Il 26 dicembre 1996, il giorno dopo la festa più amta dai bambini, Jon Benet Ramsey venne trovata morta nella cantina dei genitori, aveva solo sei anni. Ispirato alla tragedia della piccola miss America, il romanzo di Joyce C. Oates è un atto d'accusa contro le responsabilità dei genitori - e non solo - verso i figli, bambine in questo caso esposte come caricature di donne adulte, date in pasto all'ambizione sfrenata di elevarsi dalla consuetudine.
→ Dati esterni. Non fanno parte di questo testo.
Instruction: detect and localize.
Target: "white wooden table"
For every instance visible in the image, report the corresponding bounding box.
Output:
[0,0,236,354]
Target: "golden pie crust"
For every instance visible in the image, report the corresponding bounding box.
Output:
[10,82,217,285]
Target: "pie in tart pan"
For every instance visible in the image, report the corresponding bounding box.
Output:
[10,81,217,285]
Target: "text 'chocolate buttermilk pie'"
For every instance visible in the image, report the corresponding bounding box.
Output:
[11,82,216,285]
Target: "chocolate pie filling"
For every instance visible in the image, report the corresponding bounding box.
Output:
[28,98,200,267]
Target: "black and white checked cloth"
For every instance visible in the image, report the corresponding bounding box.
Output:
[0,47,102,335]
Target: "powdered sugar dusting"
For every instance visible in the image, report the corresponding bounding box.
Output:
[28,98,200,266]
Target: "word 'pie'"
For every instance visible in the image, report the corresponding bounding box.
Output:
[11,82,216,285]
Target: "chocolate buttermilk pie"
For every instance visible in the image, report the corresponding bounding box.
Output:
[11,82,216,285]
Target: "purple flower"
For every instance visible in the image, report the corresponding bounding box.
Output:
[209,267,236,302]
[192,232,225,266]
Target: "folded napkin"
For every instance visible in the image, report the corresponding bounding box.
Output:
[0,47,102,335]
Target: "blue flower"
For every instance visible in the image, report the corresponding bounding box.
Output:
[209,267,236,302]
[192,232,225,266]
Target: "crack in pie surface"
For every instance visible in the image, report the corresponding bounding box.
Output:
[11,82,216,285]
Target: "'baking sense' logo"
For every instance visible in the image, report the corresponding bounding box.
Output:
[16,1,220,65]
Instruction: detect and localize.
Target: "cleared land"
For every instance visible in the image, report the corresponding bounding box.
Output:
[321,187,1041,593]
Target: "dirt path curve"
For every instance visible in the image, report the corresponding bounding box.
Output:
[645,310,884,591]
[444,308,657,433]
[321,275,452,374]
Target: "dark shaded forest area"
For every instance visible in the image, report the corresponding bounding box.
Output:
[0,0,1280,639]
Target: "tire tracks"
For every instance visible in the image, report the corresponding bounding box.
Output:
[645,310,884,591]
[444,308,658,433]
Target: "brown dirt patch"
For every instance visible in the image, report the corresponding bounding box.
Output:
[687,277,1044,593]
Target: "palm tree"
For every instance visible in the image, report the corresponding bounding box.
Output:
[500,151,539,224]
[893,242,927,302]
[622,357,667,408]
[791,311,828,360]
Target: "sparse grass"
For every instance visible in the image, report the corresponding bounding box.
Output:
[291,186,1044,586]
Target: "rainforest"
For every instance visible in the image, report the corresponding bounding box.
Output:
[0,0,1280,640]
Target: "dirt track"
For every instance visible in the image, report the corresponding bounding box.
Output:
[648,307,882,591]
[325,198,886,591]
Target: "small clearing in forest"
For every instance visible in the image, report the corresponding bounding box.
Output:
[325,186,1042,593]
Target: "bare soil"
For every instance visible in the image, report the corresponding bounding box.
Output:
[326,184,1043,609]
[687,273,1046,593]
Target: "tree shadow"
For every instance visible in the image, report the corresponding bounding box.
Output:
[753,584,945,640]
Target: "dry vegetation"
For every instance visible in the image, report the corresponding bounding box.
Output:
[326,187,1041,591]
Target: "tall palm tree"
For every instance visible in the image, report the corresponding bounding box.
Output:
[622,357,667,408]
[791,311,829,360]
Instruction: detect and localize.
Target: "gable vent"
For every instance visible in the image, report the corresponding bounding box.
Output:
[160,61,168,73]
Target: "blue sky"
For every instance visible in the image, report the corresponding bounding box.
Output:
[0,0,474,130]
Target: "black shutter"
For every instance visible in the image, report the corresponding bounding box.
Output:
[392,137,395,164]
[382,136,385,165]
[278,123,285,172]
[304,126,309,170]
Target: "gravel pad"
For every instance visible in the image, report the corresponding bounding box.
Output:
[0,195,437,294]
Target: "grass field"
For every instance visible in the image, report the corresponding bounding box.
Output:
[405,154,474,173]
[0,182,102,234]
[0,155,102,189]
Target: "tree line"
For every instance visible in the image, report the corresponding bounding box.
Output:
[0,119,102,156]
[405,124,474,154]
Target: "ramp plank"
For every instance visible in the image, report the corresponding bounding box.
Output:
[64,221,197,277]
Attraveso la voce narrante del fratellino Skyler, reso zoppo da un incidente e quindi "inservibile" e inadeguato alle aspettative dei genitori, seguiamo la trasformazione e la discesa nell'inferno degli adulti di una bambina come tante, l'insicura Edna Louise che dalla sua ha uno straordinario talento per il pattinaggio. E' sfruttando proprio questo dono che la madre, in un vortice di delirio e complice la completa abulia della figura paterna, cerca la chiave del suo riscatto personale inseguendo una 'ossessione morbosa per cui la figlia è solo un mezzo per raggiungere lo scopo finale, ossia emergere dalla piattezza della middle class nutrita a patatine e talkshow. Snaturata, trasformata in una baby campionessa prodigio, Edna, alla quale la madre si affretta anche a cambiare il nome in Bliss - benedizione - ha come ultimo appiglio all'infanzia l'affetto del fratellino, un'ancora estrema alla quale non deve tributare sacrifici per avere in cambio affetto. non c'è freno per la discesa nel vortice, dai farmaci con i quali la madre droga la piccola ridotta a un automa alle sevizie estetiche per cambiare i lineamenti della bambina.

Attraverso il punto di vista del fratellino "scartato", l'autrice mette a nudo con schietta brutalità la disponibilità del mondo a qualsiasi abiezione in cambio della notorietà. Per i famosi quindici minuti una famiglia è disposta a pagare con i propri figli, con la propria dignità. La sessualizzazione dell'infanzia è un orrore al quale ci stiamo pigramente abituando. Attenzione: i mostri siamo noi.

Claudia Patruno

RC- 11/12 - Anno III 5 novembre 2009

SORELLA MIO UNICO AMORE
Titolo originale
My Sister, My Love
Autore
Joyce Carol Oates
Edizioni

Mondadori

Pagine
667
ISBN
8804588268
Prezzo di copertina:
Euro 22,00
Descrizione:

I Rampikes sono una "normale" famiglia americana; Bix, il padre, è un businessman indaffarato e tirannico; Betsey, la madre, è una casalinga persa in un suo sogno di riscatto dal grigiore suburbano; Bliss, la figlioletta, piccola campionessa di pattinaggio su ghiaccio, è il nutrimento delle fantasticherie della mamma; e infine Skyler, il figlio maschio narratore della storia, è un ombroso e timido decenne. Parecchi anni dopo la tragica morte della sorellina Bliss, è proprio dalla bocca di Skyler che assistiamo alla ricostruzione non solo di un orrendo delitto, ma di un ambiente familiare e di una società travolti da una smodata sete di affermazione e di notorietà, di fronte alla quale ogni affetto, ogni vincolo, possono essere messi in vendita.